Is the tension that comes with high school entrance exams something I personally feel? Perhaps not. In the widely acclaimed Chinese food documentary "A bite  of China", there is a scene in which a high school girl, Gao XinYa, studies hard for the college entrance exam in Mao Tanchang Middle School, which has 90 classes for the college entrance exam, and her mother gives up her own job to take care of her child full-time for ten months: cooking and washing clothes for her. The documentary records the mother cooking all kinds of food for her daughter. This symbiotic relationship between mother and daughter, extended by the exams, reflects the importance that Chinese people attach to the exams: students don't need to "waste time" on anything except preparing for the exams, and their parents do everything for them. The difficulty and pressure of taking an exam that makes everything but the exam unimportant can be imagined.

There is more than one such movie and television production: another documentary called "Gao Kao(The High School Entrance Exam)" focuses on the very high school where Gao Xin Ya prepares for the entrance exam: Maotanchang Middle School. In Japan, the TV series "Dragon Sakura", which depicts the preparation of high school students for the exams, describes how a lawyer helps several students with poor grades to get into the University of Tokyo, a prestigious school in Japan; while the movie "Flying Colors" tells how the female high school student who is ranked at the bottom of the list gets into Keio University; in the South Korean TV series "Please Reply 1988", there is a scene in which the female protagonist gets a nosebleed because of hard studying…But what I find particularly interesting is that this pressure seems to be a one-time thing: in my life after the entrance exams, I have hardly met anyone or anything else with such pressure to contend with. The college entrance exam itself does seem like a dream I'm going to study; it may only appear once in your life, and then it fades away with the passage of time. But it doesn't seem to fade away. It may be dusty and forgotten, but it will attach itself to the iceberg of your subconscious mind as a memory that may be recalled at any time.


4. “I still have that dream that the whole class turned and looked at me just because I could not figure out one simple math question”

A dreamer mentioned her dream to me as above, this is the 6th year after she attended college entrance exam in Yunnan province.

Nine years after my GaoKao, which is this year,  when I was doing making research for my thesis, I made a fake English GaoKao paper. As I stared happily at the printer and held the printed "paper" in my hand, a strange and familiar panic came over me. No images came to my mind, and I seemed to have forgotten what I had seen when I faced each and every paper in high school, but holding this "paper" in my hand, which was similar in size to the actual GaoKao paper, suddenly made me realize that all the things that the GaoKao exams had brought to me had never disappeared. They are still triggered by something as trivial as "a fake test paper".
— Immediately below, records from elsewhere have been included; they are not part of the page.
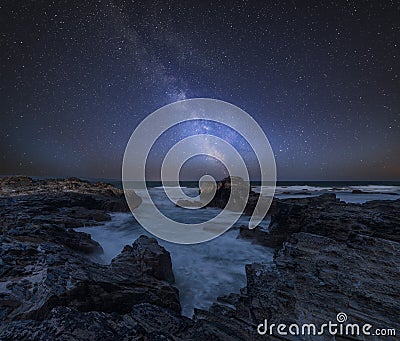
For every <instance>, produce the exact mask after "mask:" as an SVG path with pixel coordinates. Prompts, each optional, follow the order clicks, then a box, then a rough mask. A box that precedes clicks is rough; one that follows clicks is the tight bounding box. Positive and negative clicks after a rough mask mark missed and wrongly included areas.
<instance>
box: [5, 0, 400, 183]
mask: <svg viewBox="0 0 400 341" xmlns="http://www.w3.org/2000/svg"><path fill="white" fill-rule="evenodd" d="M399 7H400V6H399V4H398V3H396V2H390V1H382V2H380V1H376V2H363V3H361V2H358V1H346V2H339V1H337V2H333V3H330V2H329V3H328V2H326V3H325V2H315V3H313V2H309V1H307V2H304V1H299V2H296V1H288V2H284V1H276V2H275V3H274V2H267V3H264V2H261V1H260V2H257V1H226V2H222V1H212V2H208V3H207V2H197V1H185V2H181V4H180V5H179V6H178V5H175V4H174V3H172V2H161V1H155V2H152V3H150V2H143V3H142V4H135V3H134V2H128V1H114V2H111V1H96V2H82V1H47V2H46V1H34V2H33V1H32V2H31V1H29V2H28V1H3V2H1V4H0V26H1V31H0V32H1V34H0V103H1V116H0V148H1V151H0V174H16V173H18V174H30V175H39V176H72V175H73V176H85V177H93V178H95V177H101V178H119V177H120V172H121V160H122V156H123V152H124V148H125V145H126V143H127V141H128V139H129V137H130V135H131V133H132V132H133V130H134V129H135V127H136V126H137V125H138V124H139V122H140V121H141V120H142V119H144V118H145V117H146V116H147V115H148V114H149V113H151V112H153V111H154V110H156V109H158V108H159V107H161V106H163V105H165V104H168V103H171V102H173V101H176V100H179V99H184V98H193V97H211V98H217V99H221V100H224V101H228V102H231V103H233V104H235V105H236V106H238V107H240V108H242V109H243V110H245V111H246V112H248V113H249V114H250V115H252V116H253V117H254V119H255V120H256V121H257V122H258V123H259V124H260V126H261V127H262V128H263V129H264V131H265V133H266V135H267V136H268V138H269V140H270V143H271V145H272V148H273V150H274V153H275V157H276V163H277V169H278V179H315V180H318V179H360V180H361V179H382V180H384V179H393V180H395V179H400V159H399V156H398V155H400V134H399V132H400V78H399V74H400V66H399V65H400V59H399V58H400V53H399V46H400V41H399V40H400V21H399V20H398V18H400V9H399ZM205 132H208V133H213V134H215V135H218V136H220V137H223V138H226V139H227V140H230V141H231V142H232V144H233V145H234V146H235V147H236V148H238V149H239V150H241V152H243V153H245V154H246V153H248V154H249V155H250V156H249V159H251V153H250V151H248V146H246V144H245V142H244V141H242V140H241V139H240V137H238V136H237V135H235V133H234V132H232V131H230V130H229V129H227V128H226V127H224V126H221V125H215V124H213V123H209V122H198V123H193V125H192V126H190V127H189V126H184V125H182V127H177V128H176V129H175V132H172V131H171V132H170V134H169V135H167V136H166V137H164V139H162V141H161V142H160V143H159V148H158V150H157V151H156V152H155V160H154V165H156V164H157V162H158V161H159V160H161V158H162V155H164V154H165V153H166V151H167V149H168V147H169V146H170V145H171V143H172V142H171V141H174V140H179V139H180V138H183V137H184V136H186V135H188V134H190V133H205ZM157 158H158V159H159V160H157ZM250 163H251V160H250ZM196 167H198V165H196Z"/></svg>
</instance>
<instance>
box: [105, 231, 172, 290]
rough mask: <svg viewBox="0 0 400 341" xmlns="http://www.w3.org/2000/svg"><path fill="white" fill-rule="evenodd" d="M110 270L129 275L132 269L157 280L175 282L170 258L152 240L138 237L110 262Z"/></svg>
mask: <svg viewBox="0 0 400 341" xmlns="http://www.w3.org/2000/svg"><path fill="white" fill-rule="evenodd" d="M111 267H112V269H117V270H118V271H119V272H123V273H129V272H131V271H132V269H136V271H137V272H139V273H143V274H148V275H151V276H153V277H155V278H157V279H160V280H163V281H167V282H169V283H174V282H175V277H174V273H173V272H172V262H171V256H170V254H169V252H168V251H167V250H165V249H164V248H163V247H162V246H160V245H159V244H158V243H157V241H156V240H155V239H154V238H149V237H147V236H144V235H142V236H140V237H139V238H138V239H137V240H136V241H135V242H134V243H133V245H132V246H129V245H127V246H125V247H124V249H123V250H122V252H121V253H120V254H119V255H118V256H117V257H116V258H114V259H113V260H112V261H111Z"/></svg>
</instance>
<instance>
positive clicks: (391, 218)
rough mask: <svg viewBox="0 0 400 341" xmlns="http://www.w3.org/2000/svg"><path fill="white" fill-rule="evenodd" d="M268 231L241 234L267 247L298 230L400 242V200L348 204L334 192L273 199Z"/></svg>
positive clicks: (313, 233)
mask: <svg viewBox="0 0 400 341" xmlns="http://www.w3.org/2000/svg"><path fill="white" fill-rule="evenodd" d="M270 212H271V223H270V225H269V228H268V231H267V232H266V231H263V230H262V229H261V228H259V227H257V228H255V229H254V230H249V229H248V228H246V227H244V226H243V227H241V229H240V235H241V236H242V237H245V238H253V239H254V240H255V241H257V242H258V243H260V244H263V245H265V246H268V247H273V248H280V247H282V244H283V243H284V242H285V241H286V240H288V238H289V237H290V236H291V235H292V234H294V233H298V232H307V233H312V234H318V235H322V236H326V237H331V238H334V239H336V240H341V241H346V240H348V238H349V236H350V235H351V234H354V233H356V234H361V235H368V236H373V237H379V238H384V239H388V240H393V241H397V242H400V215H399V213H398V212H400V200H387V201H369V202H366V203H364V204H346V203H344V202H341V201H340V200H338V199H337V198H336V196H335V194H323V195H321V196H318V197H310V198H301V199H285V200H274V202H273V204H272V206H271V211H270Z"/></svg>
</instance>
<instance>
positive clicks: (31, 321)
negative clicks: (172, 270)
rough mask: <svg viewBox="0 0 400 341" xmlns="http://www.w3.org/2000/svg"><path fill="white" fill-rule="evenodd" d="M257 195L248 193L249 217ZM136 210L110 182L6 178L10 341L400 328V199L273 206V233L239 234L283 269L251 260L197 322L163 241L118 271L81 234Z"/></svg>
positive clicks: (328, 201)
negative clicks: (183, 302) (313, 328)
mask: <svg viewBox="0 0 400 341" xmlns="http://www.w3.org/2000/svg"><path fill="white" fill-rule="evenodd" d="M228 187H229V186H228V185H227V184H226V179H225V182H224V184H221V185H220V186H219V188H218V190H217V195H216V198H217V199H216V200H214V202H211V203H210V206H212V205H214V206H217V207H224V200H225V199H224V198H226V197H227V193H226V192H225V191H226V189H227V188H228ZM132 195H133V196H134V194H132ZM256 199H257V194H256V193H254V192H253V194H252V193H250V199H249V201H248V204H247V206H246V212H247V213H249V214H251V212H252V205H253V204H254V202H255V201H256ZM132 200H134V202H136V203H137V205H140V201H141V200H140V198H139V197H137V196H136V197H135V196H134V197H133V199H132ZM127 211H128V207H127V205H126V202H125V199H124V195H123V192H122V191H121V190H120V189H117V188H115V187H113V186H111V185H108V184H103V183H98V184H94V183H89V182H85V181H81V180H79V179H64V180H33V179H31V178H28V177H23V176H21V177H9V178H3V179H0V340H16V339H18V340H258V339H260V340H265V339H270V340H278V339H279V340H282V339H287V340H296V339H299V336H297V337H295V336H279V337H278V336H277V335H275V336H271V335H268V336H261V335H259V334H258V333H257V326H258V325H259V324H260V323H263V321H264V320H265V319H268V321H269V322H270V323H277V324H278V323H286V324H291V323H298V324H301V323H314V324H316V325H321V324H323V323H326V322H327V321H328V320H331V321H336V315H337V313H339V312H344V313H346V314H347V315H348V317H349V321H351V322H352V323H360V324H363V323H364V324H365V323H369V324H371V325H373V326H374V327H375V328H395V329H396V330H397V332H400V321H399V318H398V317H399V316H400V243H399V242H400V233H399V232H400V200H393V201H373V202H368V203H365V204H346V203H344V202H341V201H339V200H338V199H337V198H336V196H335V195H334V194H328V195H321V196H319V197H312V198H311V197H310V198H298V199H297V198H296V199H285V200H275V199H274V201H273V203H272V206H271V209H270V214H271V224H270V227H269V230H268V231H265V230H263V229H261V228H258V227H257V228H255V229H253V230H249V229H247V228H244V227H243V228H241V229H240V231H239V236H238V237H240V238H249V239H250V240H252V241H253V242H254V243H260V244H263V245H266V246H268V247H272V248H274V249H275V250H276V252H275V257H274V263H273V265H272V266H271V265H266V264H263V263H262V262H260V263H253V264H249V265H247V266H246V275H247V285H246V286H245V287H244V288H243V289H242V290H241V292H240V294H229V293H227V295H226V296H223V297H220V298H219V299H218V301H217V302H215V303H214V304H213V305H212V307H211V308H210V309H209V310H207V311H206V310H200V309H195V312H194V316H193V318H192V319H189V318H187V317H184V316H182V315H181V307H180V303H179V292H178V290H177V289H176V288H175V286H174V274H173V271H172V264H171V258H170V255H169V253H168V251H167V250H165V249H164V248H163V247H161V246H160V245H158V243H157V241H156V240H155V239H153V238H148V237H145V236H142V237H140V238H139V239H137V240H136V241H135V242H134V243H133V244H132V245H127V246H126V247H125V248H124V249H123V251H122V252H121V253H120V254H119V255H118V256H117V257H115V258H114V259H113V260H112V262H111V264H110V265H101V264H98V263H95V262H93V261H92V260H91V258H90V257H88V256H90V255H93V254H96V253H101V252H102V248H101V246H100V245H99V244H98V243H97V242H95V241H94V240H92V239H91V237H90V235H88V234H86V233H82V232H76V231H75V230H74V229H73V228H75V227H80V226H85V225H96V224H101V223H102V222H104V221H107V220H109V219H111V217H110V215H109V213H110V212H127ZM351 338H353V339H357V337H351ZM318 339H319V340H324V339H326V340H331V339H332V336H329V335H326V336H320V337H318Z"/></svg>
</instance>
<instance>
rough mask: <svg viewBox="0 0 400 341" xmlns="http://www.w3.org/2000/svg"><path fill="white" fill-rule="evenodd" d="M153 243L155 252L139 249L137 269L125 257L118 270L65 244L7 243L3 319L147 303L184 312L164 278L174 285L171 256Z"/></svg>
mask: <svg viewBox="0 0 400 341" xmlns="http://www.w3.org/2000/svg"><path fill="white" fill-rule="evenodd" d="M146 238H147V237H146ZM147 243H148V244H149V245H152V249H151V252H149V251H148V250H147V249H146V247H142V248H141V247H139V246H138V244H140V242H139V243H137V245H135V244H134V246H133V247H132V256H133V257H137V259H136V260H135V263H133V261H132V259H129V258H126V257H125V258H124V257H120V258H119V259H118V266H113V265H110V266H107V265H100V264H97V263H93V262H91V261H90V260H89V259H88V258H86V257H83V256H80V255H79V254H76V253H73V252H71V251H69V250H68V249H66V248H63V246H62V245H61V244H55V243H49V242H42V243H32V242H17V241H13V242H11V243H2V247H1V249H0V252H1V253H0V257H1V259H2V262H3V273H2V275H1V282H0V319H1V320H16V319H39V320H42V319H45V318H46V317H47V315H48V313H49V312H50V310H51V309H52V308H53V307H55V306H68V307H73V308H76V309H78V310H80V311H91V310H96V311H104V312H118V313H126V312H129V311H130V310H131V308H132V306H133V305H134V304H138V303H143V302H149V303H154V304H158V305H160V306H163V307H167V308H169V309H171V310H173V311H176V312H180V309H181V308H180V303H179V294H178V291H177V290H176V288H174V287H173V286H171V285H170V284H169V283H168V282H167V281H165V280H164V279H163V278H162V277H163V276H164V277H165V279H168V280H171V279H173V275H172V268H171V263H170V261H169V264H168V262H167V261H166V259H167V258H168V257H169V254H168V253H166V251H165V250H164V249H163V248H161V247H160V246H158V244H157V242H156V241H155V240H154V239H152V240H148V241H147ZM147 257H149V258H148V259H147ZM158 266H160V267H161V268H160V269H157V267H158ZM168 266H170V268H168ZM153 274H156V275H158V276H159V279H157V278H156V277H154V276H153ZM171 277H172V278H171ZM22 279H23V280H22Z"/></svg>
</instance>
Many of the people I interviewed said that taking the college entrance exam and going back to their high school days or earlier student days was a recurring dream they had. This major event before the age of eighteen and minor events on the road to life in the future, seems to be a regular theme that haunts some East Asians. 

Even after so many years, some of us still try to block this period of time out of our memories, to run away from the used-to-be live “nightmares” of ours.